С чеховской беспощадной сухостью сцена за сценой эти латышские истории исследуют жизнь человека в современном мегаполисе. Вот восторженная любительница книг знакомится в своем доме с не менее восторженным "читателем". Тыкая пальцем в огромный холст с изображением комнаты (книжных полок, дивана, кресел и журнального столика), напряженная, в дурацких очках, она называет все новые имена писателей, заставляя зал надрывно смеяться над блистательно-остроумным диалогом и втайне обнаруживать на самом дне своего сознания сочувствие к этим жалким попыткам любовного признания.

К сожалению, этой истории не увидел московский зритель. Как и замечательной новеллы о знаменитом песенном фестивале, на котором все хоры Латвии поют народные песни.
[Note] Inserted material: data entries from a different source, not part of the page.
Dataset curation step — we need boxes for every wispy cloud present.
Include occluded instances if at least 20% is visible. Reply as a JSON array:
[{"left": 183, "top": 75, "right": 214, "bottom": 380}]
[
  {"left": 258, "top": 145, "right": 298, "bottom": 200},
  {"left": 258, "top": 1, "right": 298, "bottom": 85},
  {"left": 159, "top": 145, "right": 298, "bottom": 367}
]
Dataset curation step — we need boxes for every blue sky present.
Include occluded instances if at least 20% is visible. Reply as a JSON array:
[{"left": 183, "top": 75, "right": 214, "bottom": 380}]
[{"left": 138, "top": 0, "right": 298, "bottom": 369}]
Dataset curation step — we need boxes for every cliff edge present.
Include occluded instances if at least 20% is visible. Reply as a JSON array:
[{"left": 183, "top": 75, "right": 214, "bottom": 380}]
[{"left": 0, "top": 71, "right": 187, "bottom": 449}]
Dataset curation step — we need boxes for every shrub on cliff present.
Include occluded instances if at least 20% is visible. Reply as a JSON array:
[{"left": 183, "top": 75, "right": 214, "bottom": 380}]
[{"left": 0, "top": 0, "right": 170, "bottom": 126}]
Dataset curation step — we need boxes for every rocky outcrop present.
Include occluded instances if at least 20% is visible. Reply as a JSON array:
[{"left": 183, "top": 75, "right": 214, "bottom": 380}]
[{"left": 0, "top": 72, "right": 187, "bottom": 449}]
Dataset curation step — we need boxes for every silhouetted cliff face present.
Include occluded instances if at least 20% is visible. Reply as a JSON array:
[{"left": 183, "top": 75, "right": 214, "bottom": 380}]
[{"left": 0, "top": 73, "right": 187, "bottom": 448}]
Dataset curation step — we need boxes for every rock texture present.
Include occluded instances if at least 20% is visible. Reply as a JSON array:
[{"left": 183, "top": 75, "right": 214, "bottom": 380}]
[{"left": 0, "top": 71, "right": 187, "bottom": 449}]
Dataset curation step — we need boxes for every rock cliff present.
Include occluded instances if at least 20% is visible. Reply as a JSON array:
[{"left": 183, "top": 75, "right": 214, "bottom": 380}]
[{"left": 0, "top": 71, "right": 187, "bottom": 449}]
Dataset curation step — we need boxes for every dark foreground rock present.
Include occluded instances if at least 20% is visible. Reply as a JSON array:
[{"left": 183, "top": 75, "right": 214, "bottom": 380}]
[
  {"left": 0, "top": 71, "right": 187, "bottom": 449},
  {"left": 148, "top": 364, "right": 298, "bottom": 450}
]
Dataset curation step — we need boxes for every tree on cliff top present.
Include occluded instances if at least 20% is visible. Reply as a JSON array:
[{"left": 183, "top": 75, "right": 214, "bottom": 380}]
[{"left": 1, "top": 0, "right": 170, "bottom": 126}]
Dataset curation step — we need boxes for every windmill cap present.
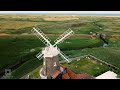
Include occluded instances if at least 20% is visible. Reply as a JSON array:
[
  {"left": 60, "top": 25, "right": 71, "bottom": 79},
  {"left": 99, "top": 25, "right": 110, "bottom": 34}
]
[{"left": 42, "top": 45, "right": 59, "bottom": 58}]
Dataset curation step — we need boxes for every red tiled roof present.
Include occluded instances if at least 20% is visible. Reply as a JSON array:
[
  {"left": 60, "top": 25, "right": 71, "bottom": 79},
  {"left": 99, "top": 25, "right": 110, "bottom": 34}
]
[
  {"left": 62, "top": 73, "right": 70, "bottom": 79},
  {"left": 51, "top": 70, "right": 60, "bottom": 78}
]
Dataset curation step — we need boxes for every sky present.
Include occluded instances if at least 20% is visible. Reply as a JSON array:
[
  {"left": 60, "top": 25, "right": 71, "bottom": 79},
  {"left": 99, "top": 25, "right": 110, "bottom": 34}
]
[{"left": 0, "top": 11, "right": 120, "bottom": 16}]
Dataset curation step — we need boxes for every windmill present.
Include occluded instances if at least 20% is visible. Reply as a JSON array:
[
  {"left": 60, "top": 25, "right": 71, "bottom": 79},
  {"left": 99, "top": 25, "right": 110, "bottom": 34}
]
[{"left": 31, "top": 27, "right": 74, "bottom": 79}]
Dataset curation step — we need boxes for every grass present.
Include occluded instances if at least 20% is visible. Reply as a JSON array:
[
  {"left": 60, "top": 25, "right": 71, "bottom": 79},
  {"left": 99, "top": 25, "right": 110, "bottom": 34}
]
[
  {"left": 0, "top": 16, "right": 120, "bottom": 78},
  {"left": 63, "top": 58, "right": 110, "bottom": 77}
]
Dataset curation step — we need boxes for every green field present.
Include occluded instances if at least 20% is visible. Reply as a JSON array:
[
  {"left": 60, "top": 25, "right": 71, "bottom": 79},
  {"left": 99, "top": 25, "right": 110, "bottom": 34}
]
[{"left": 0, "top": 15, "right": 120, "bottom": 79}]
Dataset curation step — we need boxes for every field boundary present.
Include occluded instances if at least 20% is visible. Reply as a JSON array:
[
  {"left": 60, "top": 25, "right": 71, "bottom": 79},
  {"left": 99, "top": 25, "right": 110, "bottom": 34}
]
[{"left": 60, "top": 54, "right": 119, "bottom": 70}]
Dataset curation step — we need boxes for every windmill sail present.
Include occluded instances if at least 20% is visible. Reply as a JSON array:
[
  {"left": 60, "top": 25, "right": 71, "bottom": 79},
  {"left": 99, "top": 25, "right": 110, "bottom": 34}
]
[
  {"left": 58, "top": 49, "right": 72, "bottom": 63},
  {"left": 36, "top": 52, "right": 43, "bottom": 60},
  {"left": 53, "top": 28, "right": 74, "bottom": 46},
  {"left": 31, "top": 28, "right": 51, "bottom": 46}
]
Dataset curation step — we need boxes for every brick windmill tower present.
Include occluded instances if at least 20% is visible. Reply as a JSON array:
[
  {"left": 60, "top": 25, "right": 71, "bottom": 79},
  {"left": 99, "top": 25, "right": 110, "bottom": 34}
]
[{"left": 32, "top": 28, "right": 73, "bottom": 79}]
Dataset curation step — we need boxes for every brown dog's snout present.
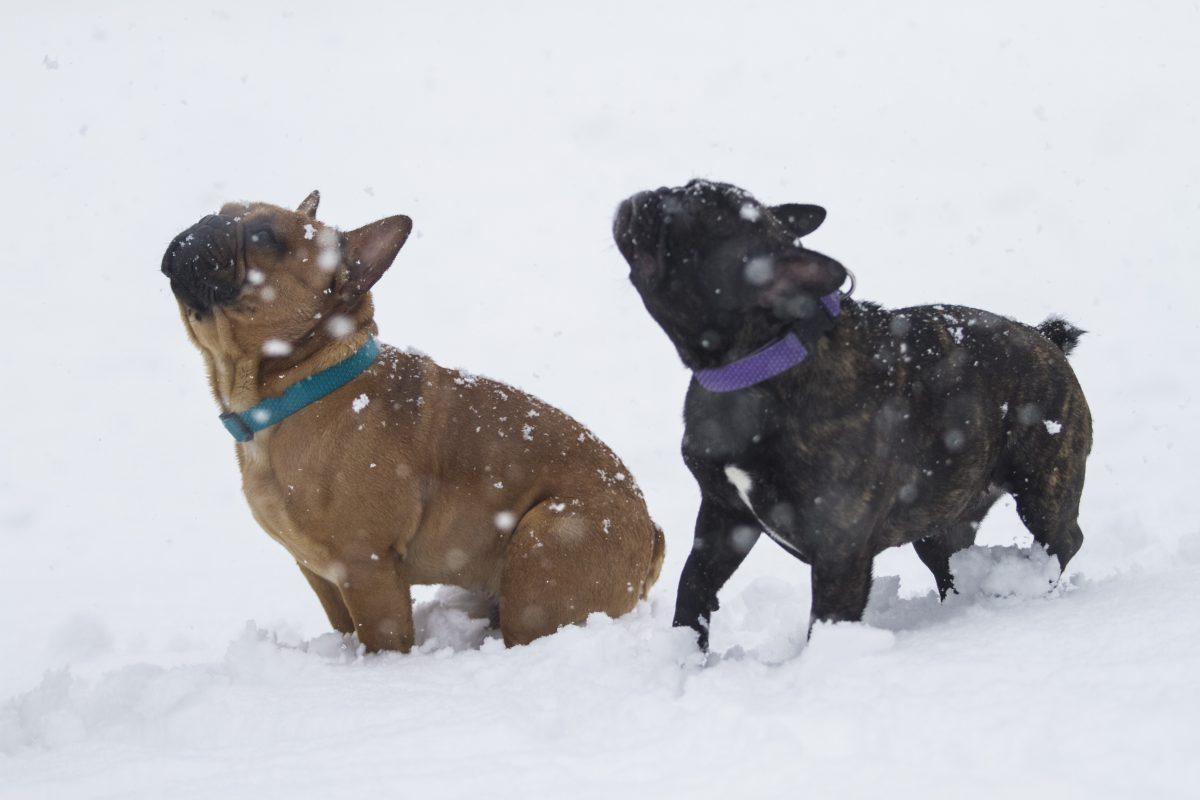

В ее финале два человека, мужчина и женщина, тоже ведут диалог, полный неясного волнения, намеков и бессмысленных признаний. В финале их прерывают первые такты самой главной латышской песни "Вей, ветерок", давшей название знаменитой пьесе и ставшей гимном Латвийской Республики. На фоне огромной фотографии с хорами, торжественно взобравшись на скамеечку, мужчина и женщина становятся частью пейзажа, присоединяя свои голоса к тысячеголосому хору. В Риге зал почти плакал от восторга, шепча губами слова любимой песни. А чего больше было в ней - печали, боли по "уходящей натуре", любви к этим людям или своему прошлому, трудно сказать.

Сам же концептуальный коллаж, который устраивает Алвис Херманис, можно назвать гимном "уходящей натуре". Прощанием с жизнью постсоветских фриков, чудаков и маргиналов, их болезненно-нежным существованием, стремительно исчезающим в мировой глобальной деревне.